Mereka hidup di tengah keberagaman, bukan untuk meniadakan salah satu, melainkan saling melengkapi.
Ayu belajar banyak tentang filosofi Aceh yang religius, tentang pentingnya meuseuraya (gotong royong) dan adat ngon syara’ lagee zat ngon sifeut — adat dan syariat ibarat zat dan sifat, tak terpisahkan. Sementara Atar belajar dari budaya Sunda tentang someah hade ka semah — keramahan dan kehalusan hati dalam menerima tamu dan sesama.
Dari situ, keduanya menemukan makna baru: cinta bukan sekadar penyatuan dua hati, tetapi juga pertemuan dua dunia yang membawa warisan masing-masing.
Atar dan Ayu kini hidup dalam keseharian yang penuh cerita.

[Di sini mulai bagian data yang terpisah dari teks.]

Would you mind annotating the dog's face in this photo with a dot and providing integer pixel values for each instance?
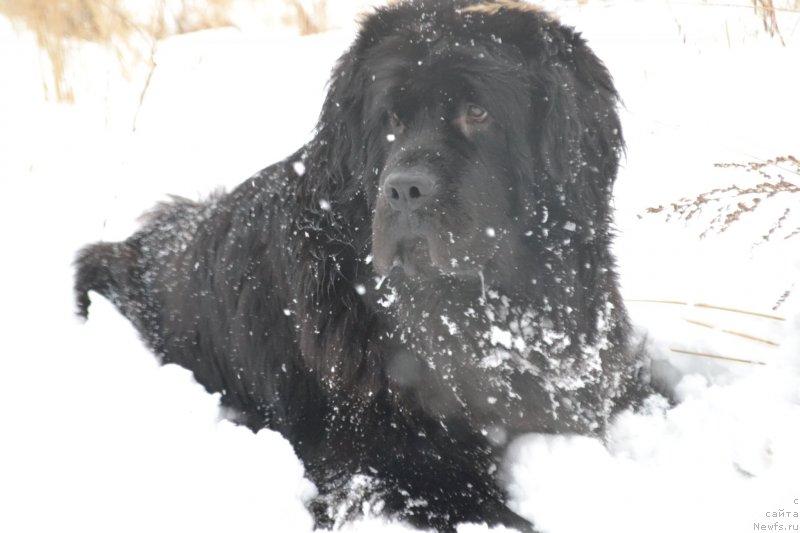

Di rumah mereka, kadang terdengar lantunan zikir Aceh bersahut dengan tembang Sunda yang lembut. Anak-anak mereka kelak mungkin akan tumbuh dengan bahasa campuran — menyapa “abah” di pagi hari, dan memanggil “umi” menjelang malam.

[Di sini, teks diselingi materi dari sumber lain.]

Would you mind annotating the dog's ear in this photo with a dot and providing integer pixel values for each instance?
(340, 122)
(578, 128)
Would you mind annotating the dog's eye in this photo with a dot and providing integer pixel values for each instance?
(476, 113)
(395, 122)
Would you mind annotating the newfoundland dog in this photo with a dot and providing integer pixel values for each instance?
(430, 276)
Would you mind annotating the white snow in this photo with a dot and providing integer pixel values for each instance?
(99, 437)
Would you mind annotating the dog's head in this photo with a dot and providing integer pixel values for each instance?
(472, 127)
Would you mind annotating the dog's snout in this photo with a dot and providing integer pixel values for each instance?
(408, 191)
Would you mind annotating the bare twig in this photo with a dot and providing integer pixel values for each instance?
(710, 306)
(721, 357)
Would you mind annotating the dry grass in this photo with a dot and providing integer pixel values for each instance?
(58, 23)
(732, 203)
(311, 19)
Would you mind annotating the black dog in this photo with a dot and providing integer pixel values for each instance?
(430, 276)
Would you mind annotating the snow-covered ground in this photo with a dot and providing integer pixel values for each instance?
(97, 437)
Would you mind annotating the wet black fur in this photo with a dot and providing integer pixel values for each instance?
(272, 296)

Dari pernikahan lintas suku ini, akan lahir generasi baru yang membawa semangat kebhinekaan sejati — generasi yang tumbuh dari kasih sayang tanpa batas suku, tanpa batas daerah.
Karena sejatinya, setiap pernikahan lintas budaya adalah jembatan kecil menuju Indonesia yang lebih utuh.
Dan Atar serta Ayu telah membangun jembatan itu, dengan cinta sebagai pondasinya.
Catatan Penulis:
Pernikahan lintas budaya seperti Atar dan Ayu bukan sekadar kisah cinta dua insan. Ia adalah bentuk nyata dari semboyan Bhinneka Tunggal Ika — berbeda-beda tetapi tetap satu jua. Dalam setiap pertemuan dua adat, akan selalu lahir harmoni baru yang memperkaya khazanah bangsa.
Atar mungkin membawa semangat pejuang dari Tanah Rencong, sementara Ayu menyulamnya dengan kelembutan Pasundan. Dari keduanya, Indonesia mendapatkan pelajaran berharga: bahwa cinta, bila dijaga dengan nilai dan rasa hormat, akan selalu melahirkan peradaban yang indah.